Posts Tagged ‘color’

Data Visualization – Size of NFL Football Players Over Time

June 5, 2014 Leave a comment
1920 height/weight of NFL players

Screenshot from – 1920

2014 height/weight of NFL players

Screenshot from – 2014

I love Noah Veltman’s visualization of the changing height and weight distribution of professional football players. It uses animation to convey the incredible increase in size of the typical football player, and it does so with a minimal amount of chart junk. Let’s look at two aspects that make this effective.

It uses the appropriate visualization

There are 4 variables plotted on the graph – height, weight, density, and time. Two of the variables are encoded in the axes of the chart. The time dimension is controlled by the slider (or by hitting the play button). The density is represented by the color on the chart.

You could present this data as a table of data but it would be much harder to understand the pattern that the animation conveys in a very simple manner – not only are players getting bigger in both terms of height and weight, but the variance is increasing as well.

It makes good use of color

It uses color appropriately, by varying the saturation rather than the hue. I’ve blogged about this topic before when discussing the Wind Map.

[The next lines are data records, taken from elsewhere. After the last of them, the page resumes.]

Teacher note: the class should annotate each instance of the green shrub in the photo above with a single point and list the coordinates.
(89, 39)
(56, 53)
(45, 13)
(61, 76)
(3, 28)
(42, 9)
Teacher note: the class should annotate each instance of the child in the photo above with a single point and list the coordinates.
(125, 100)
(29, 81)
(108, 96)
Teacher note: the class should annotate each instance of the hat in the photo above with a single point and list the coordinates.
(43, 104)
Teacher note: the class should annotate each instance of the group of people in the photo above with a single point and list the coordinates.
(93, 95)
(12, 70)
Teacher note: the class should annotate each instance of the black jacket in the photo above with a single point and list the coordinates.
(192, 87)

To repeat my favorite quote about this, Stephen Few states in his PDF “Practical Rules for Using Color in Charts”:

When using color to encode a sequential range of quantitative values, stick with a single hue (or a small set of closely related hues) and vary intensity from pale colors for low values to increasingly darker and brighter colors for high values


I could imagine extending this visualization in a few ways:

  • Allow users to view the players that match a given height/weight combination (who exactly are the outliers?)
  • Allow restricting the data to a given position (see how quarterbacks’ height/weight are distributed vs those of the offensive line)
  • Compare against some other normalized metrics, such as rate of injury. Is there a correlation?

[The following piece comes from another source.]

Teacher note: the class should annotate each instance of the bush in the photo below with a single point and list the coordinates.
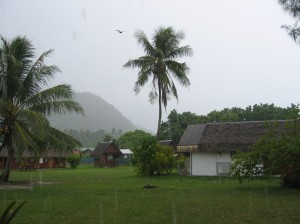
(74, 161)
(151, 158)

This is a great data visualization because it tells a story and it spurs the imagination towards additional areas of analysis and research.

Wind Map – a visualization to make Tufte proud

June 9, 2012 2 comments

Wind map picture

Edward Tufte is a noted proponent of designing data rich visualizations. His books, including the seminal The Visual Display of Quantitative Information have influenced countless designers and engineers. When I first saw Fernanda Viégas and Martin Wattenberg’s Wind map project via Michael Kleber’s Google+ post, I immediately became entranced with it. After studying it for some time, I feel that the designers must have been intimately familiar with Tufte’s work. Let us examine how this triumph of data visualization succeeds.

Minimalist and data dense

Tufte describes the data density of charts based on the amount of information conveyed per measure of area. There are two ways of increasing data density – increasing the amount of information conveyed, and decreasing the amount of non-essential pixels in the image.

No chart junk

You’ll immediately notice what’s not in the image – there’s no compass rose, no latitude or longitude lines, or any other grid lines separating the map from the rest of the page. There aren’t even dividing lines between the states. It isn’t a map at all about political boundaries, so this extra information would only detract from the data being conveyed.

More info

This map conveys two variables, wind speed and wind direction, for thousands of points across the United States. A chart conveying the same information would take far more space and the viewer would have no way of seeing the patterns that exist.

Does not abuse color

In the hands of less restrained designers, this map would be awash in color. You see this often in weather maps and elevation maps, as illustrated below:

Snowfall example
Egregious elevation map
Egregious elevation map 2

The problem is that it is difficult to place colors in a meaningful order quickly. Yes, there is the standard ROYGBIV color ordering of the rainbow, but it’s difficult to apply quickly. Quick – what’s ‘bigger’ – orange or mauve? How about pink or green? Yellow or purple?. It is much easier to compare colors based on their saturation or intensity rather than hue. Color is great for categorical differences, but not so great for conveying quantitative information. Stephen Few sums it up nicely in his great PDF “Practical Rules for Using Color in Charts

When using color to encode a sequential range of quantitative values, stick with a single hue (or a small set of closely related hues) and vary intensity from pale colors for low values to increasingly darker and brighter colors for high values

The designers uses five shades of gray, each of which is distinguishable from the others, rather than a rainbow of colors. Five options is a nice tradeoff between granularity and ease of telling the shades apart.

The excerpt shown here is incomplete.